The VA hasn’t ignored the problem. It has repeatedly boosted mental health staffing levels — although in doing so it’s barely kept ahead of a surge in patients. The number of vets getting mental health treatment in the system climbed from about 900,000 in fiscal 2006 to 1.4 million in fiscal 2013.
Last June, the VA announced it completed yet another hiring campaign, ordered by President Barack Obama. An additional 1,600 clinicians and 300 support staff were hired. It also hired 800 peer counselors, launched a suicide prevention campaign and hosted more than 150 “mental health summits” to discuss the needs of vets and their families.
Yet, the internal investigation found 48 VA medical centers had an average wait between 31 and 40 days for new mental health patients. Fifty-eight centers had an average delay of 21 to 30 days.
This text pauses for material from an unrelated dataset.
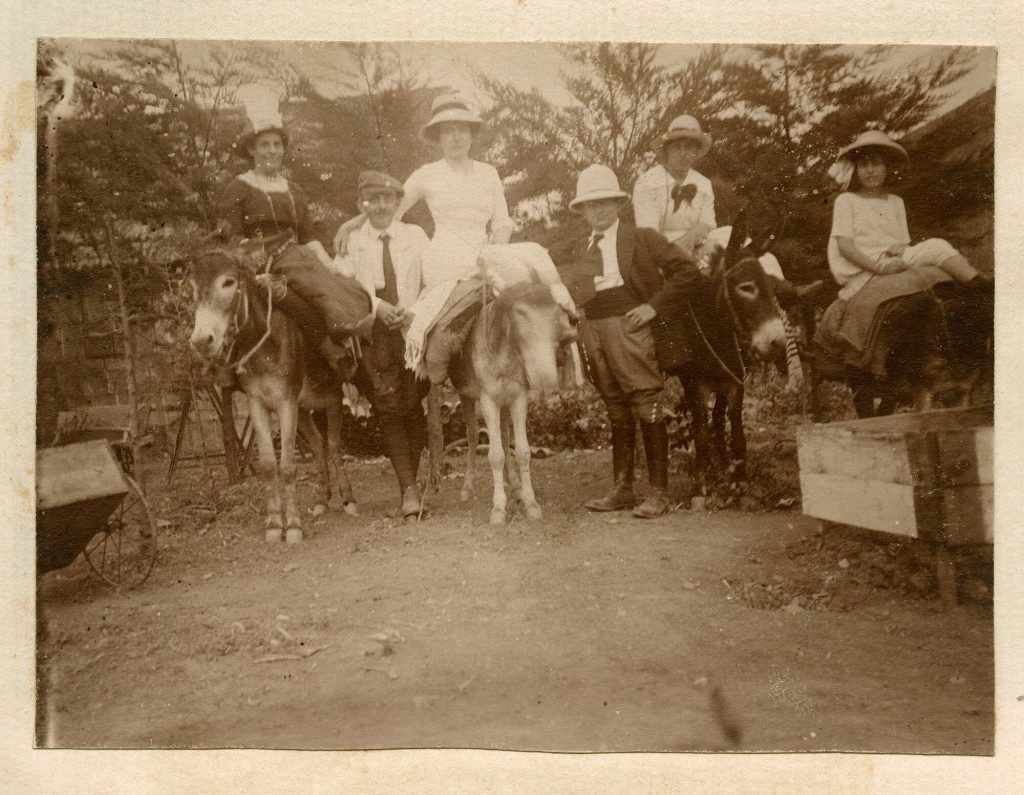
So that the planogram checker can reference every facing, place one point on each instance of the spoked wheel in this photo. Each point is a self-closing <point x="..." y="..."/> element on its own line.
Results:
<point x="123" y="552"/>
DeAnne Seekins, director of the Durham VA, said the hospital opened a mental health access center a year ago to reduce wait times and is trying to recruit an additional 16 mental health providers.
The El Paso VA had some of the nation’s worst wait times: 60 days for new mental health patients and 16 days for patients seeking follow-up care. In fact, Texas had four VA facilities in the top 10 with the longest waits for mental health services. VA administrators cited recruiting challenges as a factor.
Sheila Austin, a spokeswoman for the VA in El Paso, where D’Amico was getting care, said attracting clinicians to the West Texas desert isn’t easy.
“El Paso is a medically underserved community. It is hard to recruit psychiatrists, not only in the VA but also in the private sector,” she said. “We offer incentives, but it still is a challenge.”